Spearman correlation analysis the PVA yield-based heterotic grouping methods was carried out using CORR procedure in SAS version 9.4 [24] to establish the concordance between the grouping methods .

A total of 3,305 SNPs were obtained from the DArT genotyping. PowerMarker version 3.25 [26] was used to filter out markers with > 10% missing data, major allele frequency (MAF) > 95%, and heterozygosity > 20% [18]. Finally, 1879 markers were retained for computing MAF, polymorphic information content (PIC), gene diversity, and heterozygosity with PowerMarker version 3.25 [26]. The 1879 markers were analyzed with the STRUCTURE version 2.3.4 software [27] which implements a Bayesian Markov chain Monte Carlo (MCMC) clustering procedure. The ADMIXTURE method with number of sup-groups (K) varying from 1 to 10 with 10 replications were used.

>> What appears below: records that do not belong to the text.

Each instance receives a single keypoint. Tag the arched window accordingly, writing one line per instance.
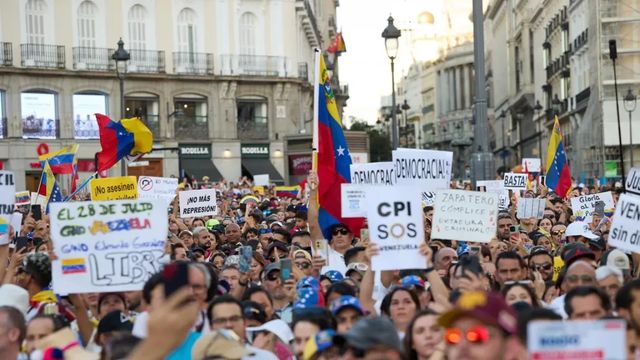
(137, 28)
(35, 13)
(87, 12)
(187, 31)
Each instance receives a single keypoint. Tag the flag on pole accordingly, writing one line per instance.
(333, 156)
(129, 137)
(558, 173)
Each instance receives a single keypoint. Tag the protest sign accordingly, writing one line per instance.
(625, 229)
(584, 206)
(195, 203)
(395, 225)
(430, 169)
(116, 188)
(353, 200)
(465, 215)
(632, 184)
(578, 339)
(7, 201)
(531, 165)
(380, 173)
(531, 208)
(107, 246)
(261, 180)
(150, 187)
(515, 181)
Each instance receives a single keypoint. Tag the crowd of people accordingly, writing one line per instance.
(292, 301)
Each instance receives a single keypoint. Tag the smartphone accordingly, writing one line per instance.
(36, 212)
(246, 254)
(285, 269)
(175, 276)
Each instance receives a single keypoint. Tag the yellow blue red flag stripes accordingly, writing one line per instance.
(558, 172)
(333, 158)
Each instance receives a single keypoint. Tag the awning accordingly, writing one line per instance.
(200, 167)
(262, 166)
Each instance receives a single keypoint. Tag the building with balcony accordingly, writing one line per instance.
(215, 80)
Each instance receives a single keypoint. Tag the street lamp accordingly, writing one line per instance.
(121, 56)
(630, 102)
(391, 35)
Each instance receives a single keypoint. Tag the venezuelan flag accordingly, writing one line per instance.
(120, 139)
(333, 158)
(63, 161)
(558, 172)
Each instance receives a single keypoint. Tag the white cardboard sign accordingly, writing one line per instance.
(515, 181)
(150, 187)
(625, 229)
(380, 173)
(429, 169)
(396, 226)
(465, 215)
(577, 339)
(584, 206)
(7, 203)
(107, 246)
(196, 203)
(353, 200)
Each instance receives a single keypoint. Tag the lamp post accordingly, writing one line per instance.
(630, 102)
(391, 35)
(121, 56)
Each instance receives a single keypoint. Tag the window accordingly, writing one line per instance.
(187, 34)
(35, 13)
(87, 24)
(137, 28)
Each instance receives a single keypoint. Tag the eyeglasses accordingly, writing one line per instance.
(342, 231)
(475, 335)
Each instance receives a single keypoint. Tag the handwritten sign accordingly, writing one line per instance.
(584, 206)
(7, 203)
(429, 169)
(116, 188)
(594, 339)
(625, 229)
(396, 226)
(531, 208)
(380, 173)
(353, 200)
(632, 183)
(150, 187)
(515, 181)
(108, 245)
(465, 215)
(197, 203)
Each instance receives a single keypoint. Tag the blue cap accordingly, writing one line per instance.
(346, 301)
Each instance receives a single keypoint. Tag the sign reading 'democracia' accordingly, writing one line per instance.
(108, 245)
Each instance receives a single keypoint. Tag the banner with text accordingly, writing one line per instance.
(395, 225)
(7, 203)
(584, 206)
(625, 229)
(150, 187)
(465, 215)
(106, 246)
(196, 203)
(116, 188)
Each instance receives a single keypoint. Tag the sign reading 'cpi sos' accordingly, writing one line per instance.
(395, 225)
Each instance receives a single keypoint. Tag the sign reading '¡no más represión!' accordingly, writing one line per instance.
(107, 246)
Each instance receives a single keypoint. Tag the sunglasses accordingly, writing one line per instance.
(475, 335)
(340, 231)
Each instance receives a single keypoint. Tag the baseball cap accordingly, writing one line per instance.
(369, 332)
(489, 308)
(346, 301)
(580, 229)
(221, 343)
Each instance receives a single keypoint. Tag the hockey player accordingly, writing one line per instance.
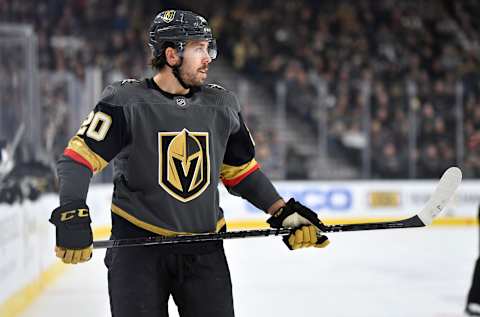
(171, 139)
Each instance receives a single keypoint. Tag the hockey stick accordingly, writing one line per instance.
(443, 193)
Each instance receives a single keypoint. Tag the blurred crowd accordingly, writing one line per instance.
(390, 76)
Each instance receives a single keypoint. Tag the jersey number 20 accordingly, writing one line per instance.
(96, 125)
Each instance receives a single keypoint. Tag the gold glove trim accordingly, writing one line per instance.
(232, 175)
(73, 256)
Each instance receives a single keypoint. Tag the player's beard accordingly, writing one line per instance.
(193, 78)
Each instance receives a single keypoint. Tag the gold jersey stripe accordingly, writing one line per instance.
(78, 145)
(229, 172)
(152, 228)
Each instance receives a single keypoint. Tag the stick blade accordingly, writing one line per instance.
(446, 187)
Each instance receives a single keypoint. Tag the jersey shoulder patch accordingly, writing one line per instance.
(216, 86)
(123, 92)
(129, 81)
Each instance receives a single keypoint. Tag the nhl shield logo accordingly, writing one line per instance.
(184, 164)
(181, 102)
(168, 16)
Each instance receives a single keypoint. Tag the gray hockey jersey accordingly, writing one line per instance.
(169, 153)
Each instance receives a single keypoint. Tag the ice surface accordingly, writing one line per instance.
(395, 273)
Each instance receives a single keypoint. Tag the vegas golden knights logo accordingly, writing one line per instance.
(184, 165)
(167, 16)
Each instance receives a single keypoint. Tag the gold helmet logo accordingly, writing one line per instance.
(184, 170)
(168, 16)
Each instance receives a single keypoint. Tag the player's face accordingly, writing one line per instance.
(194, 68)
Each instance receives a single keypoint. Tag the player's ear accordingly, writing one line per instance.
(172, 56)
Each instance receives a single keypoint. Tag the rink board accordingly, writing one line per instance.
(26, 238)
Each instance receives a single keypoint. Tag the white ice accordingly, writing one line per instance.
(389, 273)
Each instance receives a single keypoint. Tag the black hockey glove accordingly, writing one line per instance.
(73, 232)
(302, 221)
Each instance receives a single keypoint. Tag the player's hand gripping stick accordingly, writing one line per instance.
(303, 222)
(73, 232)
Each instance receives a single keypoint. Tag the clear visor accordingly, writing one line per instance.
(202, 51)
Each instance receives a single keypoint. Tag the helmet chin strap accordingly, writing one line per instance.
(176, 73)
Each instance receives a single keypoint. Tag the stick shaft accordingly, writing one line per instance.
(406, 223)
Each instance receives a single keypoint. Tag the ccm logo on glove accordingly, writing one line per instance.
(67, 215)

Each replication was run with no prior information on the origin of individuals and iterations and burn-ins set to 10,000. The Evanno transformation method [28] was used to determine the most appropriate K-value within the PVA enriched maize inbred lines by implementing the structure results in Structure Harvester [29]. Inbred lines with membership probabilities equal to or greater than 60% were assigned to sub-groups while inbred lines with less than 60% membership probability were assigned to the mixed group [30].

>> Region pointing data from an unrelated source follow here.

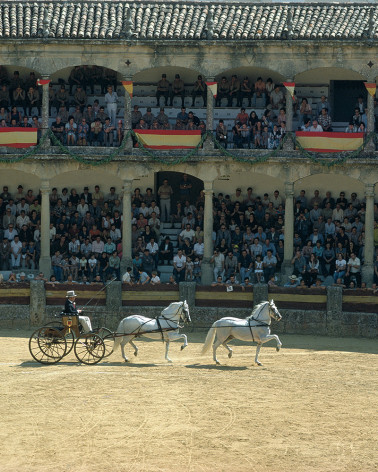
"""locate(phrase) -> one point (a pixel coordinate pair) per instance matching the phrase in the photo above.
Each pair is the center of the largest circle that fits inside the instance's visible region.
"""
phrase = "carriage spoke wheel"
(70, 336)
(108, 338)
(47, 345)
(89, 348)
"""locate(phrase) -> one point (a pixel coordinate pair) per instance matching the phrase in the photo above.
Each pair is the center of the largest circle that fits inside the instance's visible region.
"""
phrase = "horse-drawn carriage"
(55, 340)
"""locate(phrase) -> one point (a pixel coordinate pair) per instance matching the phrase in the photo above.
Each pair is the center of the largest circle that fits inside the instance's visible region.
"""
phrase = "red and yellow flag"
(171, 139)
(213, 86)
(18, 137)
(371, 88)
(128, 85)
(290, 86)
(43, 81)
(329, 142)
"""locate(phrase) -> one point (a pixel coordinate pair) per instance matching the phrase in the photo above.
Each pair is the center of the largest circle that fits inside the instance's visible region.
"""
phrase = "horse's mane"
(257, 307)
(172, 308)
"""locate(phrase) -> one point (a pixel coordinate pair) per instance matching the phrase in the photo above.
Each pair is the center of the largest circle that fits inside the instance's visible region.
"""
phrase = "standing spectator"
(111, 99)
(199, 90)
(179, 263)
(165, 192)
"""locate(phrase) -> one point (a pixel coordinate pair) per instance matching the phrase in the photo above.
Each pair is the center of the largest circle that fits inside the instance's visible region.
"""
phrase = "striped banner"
(175, 139)
(14, 293)
(290, 86)
(213, 86)
(149, 295)
(128, 86)
(371, 88)
(56, 295)
(43, 81)
(18, 137)
(219, 297)
(329, 142)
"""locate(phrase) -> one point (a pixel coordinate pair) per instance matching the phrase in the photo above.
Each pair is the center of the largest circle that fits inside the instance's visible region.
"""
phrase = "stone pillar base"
(208, 145)
(286, 271)
(207, 272)
(289, 143)
(45, 266)
(125, 263)
(367, 273)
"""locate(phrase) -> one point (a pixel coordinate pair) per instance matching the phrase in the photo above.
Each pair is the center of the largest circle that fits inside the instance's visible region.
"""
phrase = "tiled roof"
(187, 21)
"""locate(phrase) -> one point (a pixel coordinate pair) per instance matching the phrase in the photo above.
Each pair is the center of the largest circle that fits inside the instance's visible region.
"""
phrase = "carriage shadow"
(215, 367)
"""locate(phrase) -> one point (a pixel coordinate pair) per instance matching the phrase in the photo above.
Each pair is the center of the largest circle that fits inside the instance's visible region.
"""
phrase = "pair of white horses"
(255, 327)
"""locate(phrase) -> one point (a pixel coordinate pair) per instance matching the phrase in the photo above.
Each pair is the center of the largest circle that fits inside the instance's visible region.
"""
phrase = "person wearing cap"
(162, 90)
(199, 90)
(178, 89)
(149, 117)
(70, 309)
(293, 281)
(111, 99)
(5, 252)
(80, 97)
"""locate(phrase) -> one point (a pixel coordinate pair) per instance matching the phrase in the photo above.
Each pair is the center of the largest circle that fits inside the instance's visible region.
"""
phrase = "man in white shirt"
(179, 262)
(316, 127)
(187, 233)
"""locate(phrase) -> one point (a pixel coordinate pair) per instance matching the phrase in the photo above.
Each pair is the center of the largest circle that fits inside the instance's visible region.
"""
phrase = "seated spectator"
(199, 90)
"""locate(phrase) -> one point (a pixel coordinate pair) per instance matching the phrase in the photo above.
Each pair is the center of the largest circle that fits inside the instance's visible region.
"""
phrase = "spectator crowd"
(248, 235)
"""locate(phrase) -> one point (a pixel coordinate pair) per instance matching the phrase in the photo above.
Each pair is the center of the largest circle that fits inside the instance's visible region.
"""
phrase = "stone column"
(126, 226)
(207, 271)
(208, 144)
(288, 145)
(45, 259)
(127, 118)
(289, 229)
(45, 110)
(367, 269)
(370, 146)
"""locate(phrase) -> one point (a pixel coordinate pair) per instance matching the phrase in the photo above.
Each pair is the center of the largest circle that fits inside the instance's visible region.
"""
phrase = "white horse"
(255, 327)
(165, 327)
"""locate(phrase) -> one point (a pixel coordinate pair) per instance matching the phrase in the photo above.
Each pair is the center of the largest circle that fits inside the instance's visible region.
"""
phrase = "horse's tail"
(209, 339)
(118, 338)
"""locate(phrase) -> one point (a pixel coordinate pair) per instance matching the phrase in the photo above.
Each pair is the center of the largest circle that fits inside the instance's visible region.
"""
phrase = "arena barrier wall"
(329, 311)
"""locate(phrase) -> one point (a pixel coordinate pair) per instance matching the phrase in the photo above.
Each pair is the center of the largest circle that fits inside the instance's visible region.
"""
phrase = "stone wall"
(331, 321)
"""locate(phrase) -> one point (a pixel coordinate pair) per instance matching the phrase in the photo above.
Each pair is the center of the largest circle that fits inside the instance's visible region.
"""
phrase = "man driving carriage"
(70, 309)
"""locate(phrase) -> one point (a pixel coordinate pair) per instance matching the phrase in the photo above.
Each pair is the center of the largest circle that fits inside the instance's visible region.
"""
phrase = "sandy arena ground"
(311, 407)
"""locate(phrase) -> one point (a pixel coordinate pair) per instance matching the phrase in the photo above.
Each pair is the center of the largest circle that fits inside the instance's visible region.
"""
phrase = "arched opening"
(341, 87)
(19, 89)
(146, 83)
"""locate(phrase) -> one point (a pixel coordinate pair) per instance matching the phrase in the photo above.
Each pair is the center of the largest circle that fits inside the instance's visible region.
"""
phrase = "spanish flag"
(213, 86)
(128, 85)
(371, 88)
(170, 139)
(329, 142)
(290, 86)
(43, 81)
(18, 137)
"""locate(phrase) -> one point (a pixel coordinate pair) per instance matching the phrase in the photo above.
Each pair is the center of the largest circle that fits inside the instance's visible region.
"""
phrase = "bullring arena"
(310, 407)
(124, 129)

PLINK [31] was used to calculate the pairwise genetic distance (identity-by-state, IBS) matrix among the inbred lines for the hierarchical cluster analysis. The IBS matrix was then used to build a Ward’s minimum variance hierarchical cluster dendrogram using the Analyses of Phylogenetics and Evolution (ape) package [32] implemented in R [33]. Principal Component Analysis (PCA) was also carried out in Tassel [34] to visualize the pattern of genetic dissimilarities within and between sub-groups.